598105 - Support the HTML5 data-* attributes in the sanitizing fragment sink

Status: RESOLVED FIXED

(Core :: DOM: Core & HTML, defect)

Description

[(no longer active)]

HTML5 allows data-* attributes, and we need to allow them in the sanitizing fragment content sink as well.

Comment 1

[(no longer active)]

Attachment: Patch (v1)

Comment 2

[Boris Zbarsky [:bzbarsky]]

Comment on attachment 476901 [details] [diff] [review]
Patch (v1)

>+        if (k.Find(NS_LITERAL_STRING("data-")) != 0) {

  if (!StringBeginsWith(k, NS_LITERAL_STRING("data-"))) }

seems more idiomatic.

Also, instead of nested ifs, would it make sense to make use of "&&" here?  At this point we have three-deep nesting for what is fundamentally just an and on several boolean expressions....

r=me with those nits.

Comment 3

[(no longer active)]

Attachment: Patch (v1.1)

With comments addressed.

Comment 4

[Boris Zbarsky [:bzbarsky]]

> +    if ((!sAllowedAttributes && !sAllowedAttributes->GetEntry(keyAtom)) &&

That first && should be ||.

Comment 5

[(no longer active)]

Attachment: Patch (v1.2)

(In reply to comment #4)
> > +    if ((!sAllowedAttributes && !sAllowedAttributes->GetEntry(keyAtom)) &&
> 
> That first && should be ||.

Of course!

Comment 6

[(no longer active)]

http://hg.mozilla.org/mozilla-central/rev/fa3912a92409

Comment 7

[LegNeato]

Comment on attachment 476912 [details] [diff] [review]
Patch (v1.2)

a=LegNeato for 1.9.2.11 and 1.9.1.14

Comment 8

[(no longer active)]

http://hg.mozilla.org/releases/mozilla-1.9.2/rev/e69182117a09
http://hg.mozilla.org/releases/mozilla-1.9.1/rev/2a4d91dc89fc

Comment 9

[LegNeato]

This caused the tree to go red:

/builds/slave/mozilla-1.9.2-linux/build/content/html/document/src/nsHTMLFragmentContentSink.cpp:1111: error: no matching function for call to 'StringBeginsWith(nsCAutoString&, const nsString&)'

reopening.

Comment 10

[Boris Zbarsky [:bzbarsky]]

Oh, on 1.9.2 and 1.9.1 k is probably a UTF-8 string (and hence you need an NS_LITERAL_CSTRING.

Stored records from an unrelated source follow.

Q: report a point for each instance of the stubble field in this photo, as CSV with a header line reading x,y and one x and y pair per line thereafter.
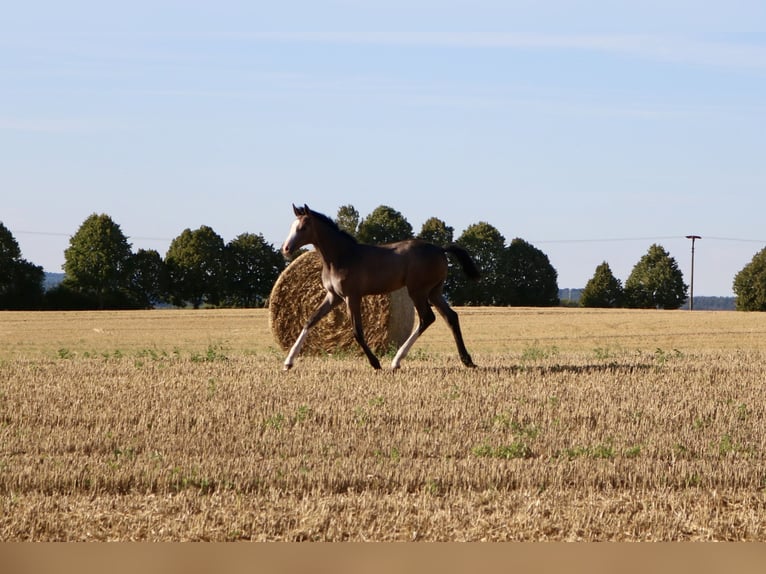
x,y
577,425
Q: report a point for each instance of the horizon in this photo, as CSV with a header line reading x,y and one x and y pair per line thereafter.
x,y
590,130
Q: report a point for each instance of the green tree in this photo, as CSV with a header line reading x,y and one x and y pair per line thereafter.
x,y
384,225
97,262
603,289
486,245
348,219
527,277
656,282
435,231
750,284
21,282
148,278
252,267
195,262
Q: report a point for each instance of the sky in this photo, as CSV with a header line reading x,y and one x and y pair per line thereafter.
x,y
590,129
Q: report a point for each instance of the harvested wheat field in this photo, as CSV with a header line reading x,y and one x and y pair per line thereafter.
x,y
577,425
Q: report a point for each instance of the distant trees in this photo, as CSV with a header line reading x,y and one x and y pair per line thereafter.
x,y
97,263
348,219
750,284
603,289
199,269
435,231
21,282
517,274
195,267
384,225
656,282
252,267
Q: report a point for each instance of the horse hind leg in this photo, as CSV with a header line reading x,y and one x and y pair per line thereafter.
x,y
450,316
355,313
426,317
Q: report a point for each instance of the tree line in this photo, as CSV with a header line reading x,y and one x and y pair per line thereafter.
x,y
200,269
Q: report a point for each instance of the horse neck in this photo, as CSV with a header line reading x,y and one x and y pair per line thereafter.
x,y
332,245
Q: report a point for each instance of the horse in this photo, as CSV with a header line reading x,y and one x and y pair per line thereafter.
x,y
351,270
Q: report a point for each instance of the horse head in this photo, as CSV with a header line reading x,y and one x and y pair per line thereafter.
x,y
301,232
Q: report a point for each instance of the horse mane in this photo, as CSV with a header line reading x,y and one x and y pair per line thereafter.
x,y
332,224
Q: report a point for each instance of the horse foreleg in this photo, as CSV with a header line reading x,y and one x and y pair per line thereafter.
x,y
330,301
355,313
426,318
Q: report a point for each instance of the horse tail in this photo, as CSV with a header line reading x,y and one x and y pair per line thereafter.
x,y
466,261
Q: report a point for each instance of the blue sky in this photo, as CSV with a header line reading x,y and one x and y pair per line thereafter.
x,y
590,129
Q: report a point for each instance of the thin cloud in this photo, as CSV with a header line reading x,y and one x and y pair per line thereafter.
x,y
658,48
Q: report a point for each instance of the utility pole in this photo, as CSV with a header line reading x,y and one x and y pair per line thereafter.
x,y
691,297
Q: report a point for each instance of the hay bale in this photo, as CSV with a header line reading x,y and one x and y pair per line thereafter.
x,y
387,319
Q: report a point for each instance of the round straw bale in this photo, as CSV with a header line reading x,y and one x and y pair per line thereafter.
x,y
387,319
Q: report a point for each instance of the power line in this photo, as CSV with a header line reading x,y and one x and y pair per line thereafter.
x,y
592,240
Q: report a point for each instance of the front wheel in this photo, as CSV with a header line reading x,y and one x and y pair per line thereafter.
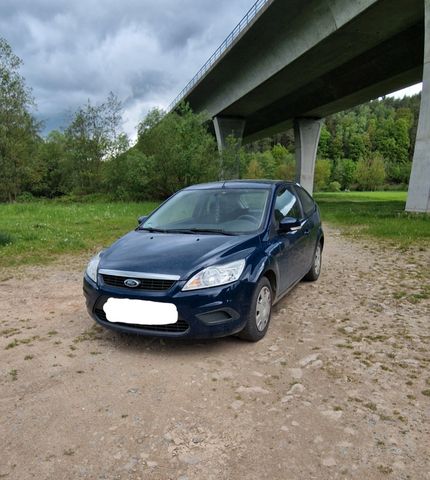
x,y
261,310
315,270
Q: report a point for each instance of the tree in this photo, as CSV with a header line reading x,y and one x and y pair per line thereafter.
x,y
322,174
179,149
370,172
125,176
344,173
18,129
93,136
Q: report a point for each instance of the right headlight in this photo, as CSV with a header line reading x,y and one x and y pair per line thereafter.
x,y
216,275
92,267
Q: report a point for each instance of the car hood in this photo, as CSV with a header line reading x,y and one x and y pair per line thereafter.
x,y
174,253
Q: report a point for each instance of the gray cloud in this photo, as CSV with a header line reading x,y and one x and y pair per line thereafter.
x,y
144,51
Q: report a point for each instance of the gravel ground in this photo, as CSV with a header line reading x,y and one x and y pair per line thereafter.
x,y
339,388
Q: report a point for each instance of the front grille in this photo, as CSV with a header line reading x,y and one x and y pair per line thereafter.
x,y
178,327
145,283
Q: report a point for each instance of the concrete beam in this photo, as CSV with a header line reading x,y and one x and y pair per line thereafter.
x,y
228,127
306,134
419,183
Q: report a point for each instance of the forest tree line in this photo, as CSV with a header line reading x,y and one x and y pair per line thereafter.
x,y
366,148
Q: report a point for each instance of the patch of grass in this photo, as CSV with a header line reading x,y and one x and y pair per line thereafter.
x,y
376,214
37,232
5,239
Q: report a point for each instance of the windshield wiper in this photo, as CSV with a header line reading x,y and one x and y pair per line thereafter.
x,y
152,229
201,230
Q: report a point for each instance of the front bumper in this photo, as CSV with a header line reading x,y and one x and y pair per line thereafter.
x,y
206,313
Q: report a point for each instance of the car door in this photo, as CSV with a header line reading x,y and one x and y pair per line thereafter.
x,y
289,245
309,228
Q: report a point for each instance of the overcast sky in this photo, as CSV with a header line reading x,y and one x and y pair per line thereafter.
x,y
145,51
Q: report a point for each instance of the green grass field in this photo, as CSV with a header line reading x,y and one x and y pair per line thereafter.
x,y
38,232
376,214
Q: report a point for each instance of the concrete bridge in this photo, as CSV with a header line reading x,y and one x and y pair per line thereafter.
x,y
290,63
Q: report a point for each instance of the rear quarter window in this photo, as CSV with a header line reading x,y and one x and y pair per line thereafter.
x,y
308,203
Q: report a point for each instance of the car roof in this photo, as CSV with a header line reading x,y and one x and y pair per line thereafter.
x,y
257,184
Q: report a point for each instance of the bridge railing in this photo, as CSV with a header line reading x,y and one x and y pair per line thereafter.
x,y
242,25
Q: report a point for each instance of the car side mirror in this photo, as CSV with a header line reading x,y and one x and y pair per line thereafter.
x,y
289,224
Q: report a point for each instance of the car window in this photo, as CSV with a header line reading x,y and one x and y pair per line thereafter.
x,y
232,210
286,205
307,202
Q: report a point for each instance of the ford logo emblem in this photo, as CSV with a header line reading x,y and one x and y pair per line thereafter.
x,y
131,282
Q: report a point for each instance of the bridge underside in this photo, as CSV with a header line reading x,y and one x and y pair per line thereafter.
x,y
308,61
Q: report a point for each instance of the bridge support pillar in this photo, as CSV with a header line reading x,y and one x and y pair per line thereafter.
x,y
228,127
306,134
419,182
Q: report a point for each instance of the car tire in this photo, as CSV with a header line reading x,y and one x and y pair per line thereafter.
x,y
260,312
315,270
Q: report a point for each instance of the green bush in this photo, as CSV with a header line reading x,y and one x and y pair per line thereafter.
x,y
25,197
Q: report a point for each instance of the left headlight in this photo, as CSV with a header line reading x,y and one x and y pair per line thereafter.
x,y
92,267
216,275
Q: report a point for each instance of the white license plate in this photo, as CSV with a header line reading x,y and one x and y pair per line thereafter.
x,y
140,312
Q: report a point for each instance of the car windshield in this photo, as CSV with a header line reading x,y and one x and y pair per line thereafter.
x,y
223,210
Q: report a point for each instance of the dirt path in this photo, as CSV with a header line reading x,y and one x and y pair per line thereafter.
x,y
333,391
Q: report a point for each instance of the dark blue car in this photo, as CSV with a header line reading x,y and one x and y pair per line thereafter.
x,y
211,261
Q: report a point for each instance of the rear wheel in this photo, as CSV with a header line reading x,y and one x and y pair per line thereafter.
x,y
259,316
315,270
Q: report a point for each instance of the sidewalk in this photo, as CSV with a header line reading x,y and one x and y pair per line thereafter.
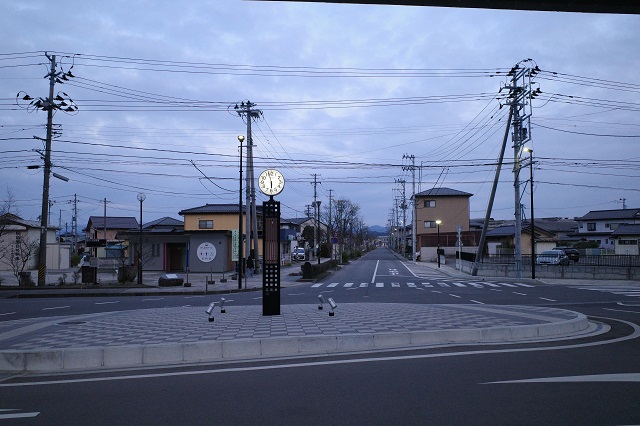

I have no idea why this was reopened, though.  This is fixed on trunk.

I assume you backed it out of 1.9.2, right?  So unsetting that flag.  Did you back out of 1.9.1 as well?

Comment 11

[LegNeato]

Sorry, shouldn't have reopened. I have not backed out the patch as I do not have commit privs. Wasn't sure if we generally file new bugs for bustage or just continue on with the existing one.

Comment 12

[(no longer active)]

Bustage fix pushed on both branches.

http://hg.mozilla.org/releases/mozilla-1.9.2/rev/dbd650f54b39
http://hg.mozilla.org/releases/mozilla-1.9.1/rev/c31c35eeb64e

I chose to use |key| instead of |k|, which is the UTF-16 version of the latter.

Comment 13

[Boris Zbarsky [:bzbarsky]]

Christian, for bustage we'd generally use the existing bug, since either a bustage fix is pushed (and then we need to say what the changeset for that was) or the patch is backed out (and then whatever bugzilla bit indicates that the patch is checked in needs to be flipped back to the "not checked in" state).